Data Ingestion Workflow

1 Guiding Principials

  • Avoid ingesting duplicate data.
  • If at any point anything is unclear then ask the data provider. Do not assume anything.
  • Always verify the type of ingest with the data provider. Is the ingest an append (adding rows to an existing table), a replacement (replacing the entire table), or an update (deleting rows on a condition and then loading new data)?
  • Always verify the DDL.
  • The end goal is to take a flat data file and load it into the database.

2 Mount S3 buckets:

  • mount -o nolock -o mtype=hard 10.12.24.139:/adrf3-redshift11-data-ingest L:
  • mount -o nolock -o mtype=hard 10.12.24.139:/adrf3-redshift01-data-ingest R:

1. Purpose

Ensure that all data entering the ADRF is trustworty, well-documented, secure, and aligned with organizational standards for quality, privacy, and usability.

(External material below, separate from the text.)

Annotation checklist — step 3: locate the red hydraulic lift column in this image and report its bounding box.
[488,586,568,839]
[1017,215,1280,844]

This document also outlines the steps for ingesting data into the Redshift database. Ensure each step is followed carefully to maintain data integrity and achieve a successful data load.

2. Objective

  • Validate structure, format, and metadata of incoming data.
  • Enforce consistency across ingestion processes.
  • Classify ingested data by sensitivity level (e.g., PII, public).
  • Establish ownership and accountability for each data source.
  • Ensure traceability and auditability of all ingested data.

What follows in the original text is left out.